[parisc-linux] itlb miss handler optimizations!

Carlos O'Donell carlos@baldric.uwo.ca
Mon, 11 Aug 2003 23:58:11 -0400


On Fri, Jul 25, 2003 at 12:46:15PM +0100, Matthew Wilcox wrote:
> can't do that.  we have three sets of routines -- itlb_miss_common_11,
> itlb_miss_common_20 and itlb_miss_common_20w.  we select between _20w
> or not at compile time (if it's 64-bit, it's PA 2.0 Wide), but select
> between _20 and _11 at boot time (fault_vector_20 vs fault_vector_11).
> 
> shame on you, you didn't even try assembling it ;-)

Assembles, and boots on my C3K, 32-bit kernel. Looking for any takers
who want to try it in 64-bit mode. I'm running lmbench to see if I can
tell the difference between this and the original code. 

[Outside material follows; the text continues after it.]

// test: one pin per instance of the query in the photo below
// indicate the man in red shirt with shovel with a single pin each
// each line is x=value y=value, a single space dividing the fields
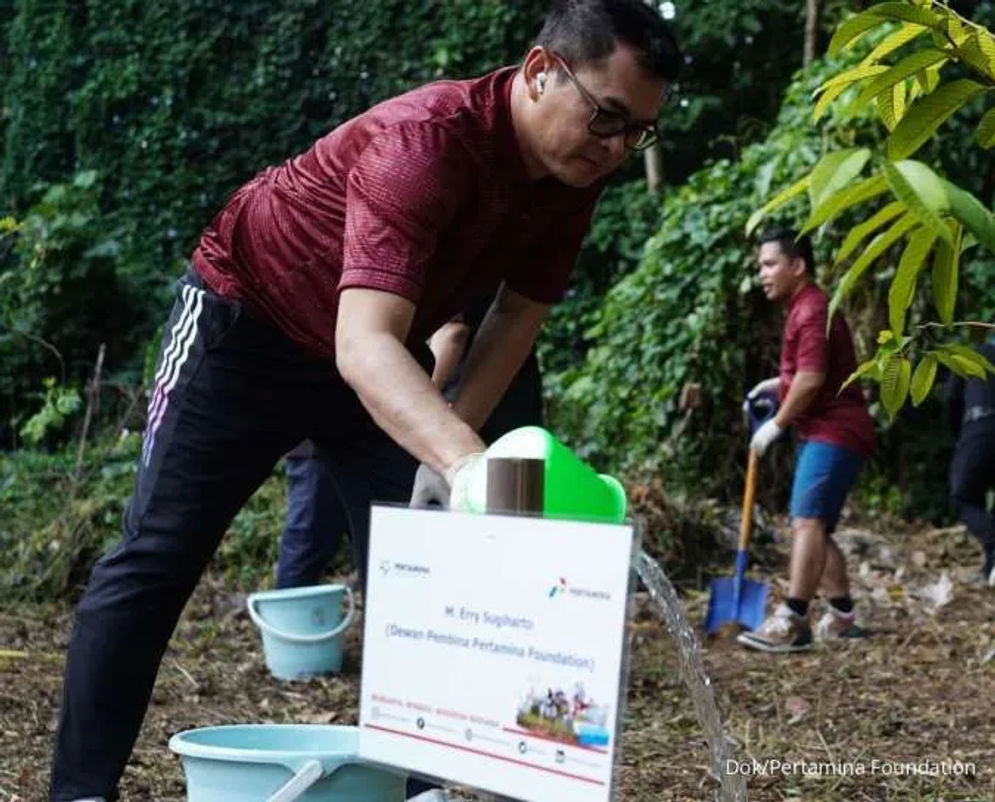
x=836 y=435
x=306 y=314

I would be most appreciative if anyone would pipe up and say "Run X to
test if Y works better/faster/harder" :}

c.

--- arch/parisc/kernel/entry.S	9 Dec 2002 06:09:08 -0000	1.98
+++ arch/parisc/kernel/entry.S	12 Aug 2003 03:49:04 -0000
@@ -1469,8 +1469,7 @@ itlb_miss_20w:
 	mfctl           %cr25,ptp	/* load user pgd */
 
 	mfsp            %sr7,t0		/* Get current space */
-	or,*=           %r0,t0,%r0      /* If kernel, nullify following test */
-	cmpb,*<>,n      t0,spc,itlb_fault /* forward */
+	cmpb,<>,n	t0,spc,itlb_user_fault_20w /* forward */
 
 	/* First level page table lookup */
 
@@ -1535,8 +1534,7 @@ itlb_miss_11:
 	mfctl           %cr25,ptp	/* load user pgd */
 
 	mfsp            %sr7,t0		/* Get current space */
-	or,=            %r0,t0,%r0	/* If kernel, nullify following test */
-	cmpb,<>,n       t0,spc,itlb_fault /* forward */
+	cmpb,<>,n	t0,spc,itlb_user_fault_11 /* forward */
 
 	/* First level page table lookup */
 
@@ -1551,6 +1549,10 @@ itlb_miss_common_11:
 	sh2addl 	 t0,ptp,ptp
 	ldi		_PAGE_ACCESSED,t1
 	ldw		 0(ptp),pte
+
+	/* Running parallel, taken from below 'zdep0' */
+	zdep            spc,30,15,prot  /* create prot id from space */
+
 	bb,>=,n 	 pte,_PAGE_PRESENT_BIT,itlb_fault
 
 	/* Check whether the "accessed" bit was set, otherwise do so */
@@ -1559,7 +1561,7 @@ itlb_miss_common_11:
 	and,<>		t1,pte,%r0	/* test and nullify if already set */
 	stw		t0,0(ptp)	/* write back pte */
 
-	zdep            spc,30,15,prot  /* create prot id from space */
+	/* zdep0 moved back */
 	dep             pte,8,7,prot    /* add in prot bits from pte */
 
 	extru,=		pte,_PAGE_NO_CACHE_BIT,1,r0
@@ -1602,8 +1604,7 @@ itlb_miss_20:
 	mfctl           %cr25,ptp	/* load user pgd */
 
 	mfsp            %sr7,t0		/* Get current space */
-	or,=            %r0,t0,%r0	/* If kernel, nullify following test */
-	cmpb,<>,n       t0,spc,itlb_fault /* forward */
+	cmpb,<>,n	t0,spc,itlb_user_fault_20	/* forward */
 
 	/* First level page table lookup */
 
@@ -1882,6 +1883,37 @@ kernel_bad_space:
 dbit_fault:
 	b               intr_save
 	ldi             20,%r8
+
+/* The following three labels relate to an optimization in the itlb handler.
+   itlb_user_fault_20w:
+   itlb_user_fault_20:
+   itlb_user_fault_11:
+   We keep the CPU jumping fwd/bkwd in the common case, and the uncommon case
+   has the cmpb fail (no jump) and thus branch prediction failing. */
+
+#ifdef __LP64__
+itlb_user_fault_20w:
+	/* User tlb missed for other than his own space. Optimization. */
+	cmpb,=		%r0,t0,itlb_miss_common_20w /* backward */
+	nop
+#else
+itlb_user_fault_20:
+	/* User tlb missed for other than his own space. Optimization. */
+	cmpb,=		%r0,t0,itlb_miss_common_20 /* backward */
+	nop
+
+/* FALL THROUGH - We don't care if we run the test twice. If someone
+                  asks to have the "user is faulting death" path optimal
+                  then they should seek help. */
+
+itlb_user_fault_11:
+	/* User tlb missed for other than his own space. Optimization. */
+	cmpb,=		%r0,t0,itlb_miss_common_11 /* backward */
+	nop
+#endif
+
+/* FALL THROUGH - We have a real itlb_fault from one of the above three
+                  label sequences */
 
 itlb_fault:
 	b               intr_save